Fisker has not yet received that larger portion of the loan, because DOE officials said it is contingent on Fisker meeting certain benchmarks in acquiring and retooling an old General Motors plant in Delaware to manufacture the Atlantic. That plant is not yet operational.
Department of Energy spokesperson Damien LaVera sent a written statement to Local 2 saying: "The Department's loan program invests in advanced hybrid electric vehicles because they have the potential to significantly improve performance and fuel economy for American consumers. Our loans and loan guarantees have strict conditions in place to protect taxpayers. Our loan documents require borrowers to meet certain milestones and other conditions prior to receiving loan proceeds. As has been widely reported, Fisker has experienced some delays in its sales and production schedule -- which is common for start-ups. As Fisker works through those issues and incorporates lessons learned from the production of the Karma, the Department is working with Fisker to review a revised business plan and determine the best path forward so the company can meet its benchmarks, produce cars and employ workers here in America."

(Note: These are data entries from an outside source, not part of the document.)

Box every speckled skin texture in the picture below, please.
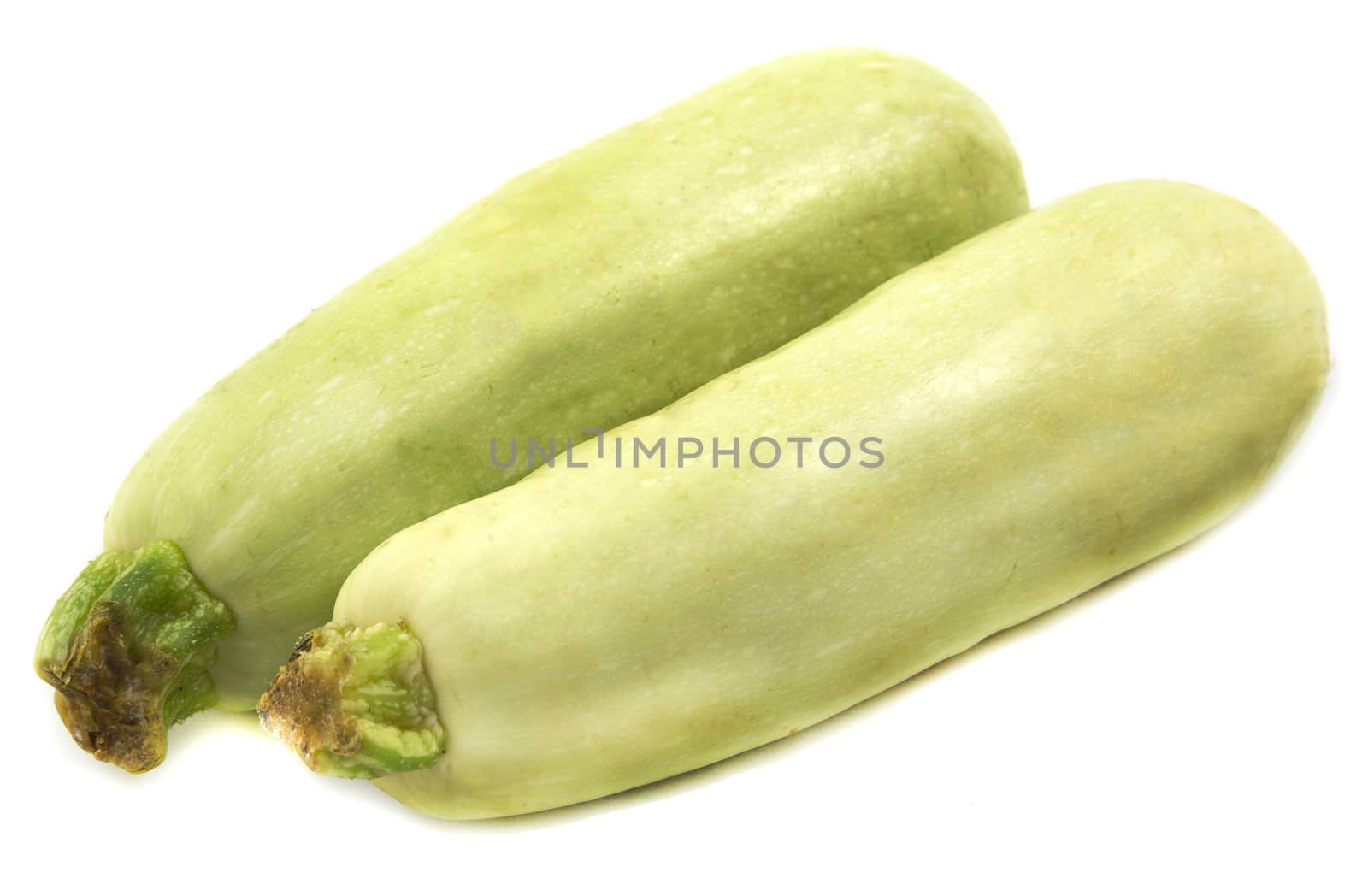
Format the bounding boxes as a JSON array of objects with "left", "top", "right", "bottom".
[
  {"left": 105, "top": 50, "right": 1026, "bottom": 709},
  {"left": 335, "top": 180, "right": 1327, "bottom": 818}
]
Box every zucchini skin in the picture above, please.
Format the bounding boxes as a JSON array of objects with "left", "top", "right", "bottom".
[
  {"left": 105, "top": 50, "right": 1028, "bottom": 709},
  {"left": 333, "top": 180, "right": 1329, "bottom": 818}
]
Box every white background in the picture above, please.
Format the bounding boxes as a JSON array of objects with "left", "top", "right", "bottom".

In his statement to Local 2 LaVera also included a breakdown of the loan agreement with Fisker:
* Fisker's loan has two parts. The first includes $169 million to support the engineers who developed the tools, equipment and manufacturing processes for Fisker's first vehicle, the Fisker Karma.
* That work was done in Fisker's U.S. facilities, including its headquarters in Irvine, California which has 700 employees and plans to continue hiring.
* More than 45% of the components of the Fisker Karma sedan are manufactured by approximately 40 suppliers located in the U.S.
* The larger portion of the loan -- $359 million - is to support the production of Fisker's Nina vehicles (now called the Atlantic). Fisker plans to use this funding to bring a shuttered General Motors plant in Delaware back to life and employ more than 2,500 workers.
* According to public reports, this second Fisker car is expected to be approximately $50,000.
* To date, Fisker has drawn down less than $200 million of the $528 million loan.
* Fisker has successfully raised more than $1 billion in private sector investment to support its ongoing operations since closing its DOE loan.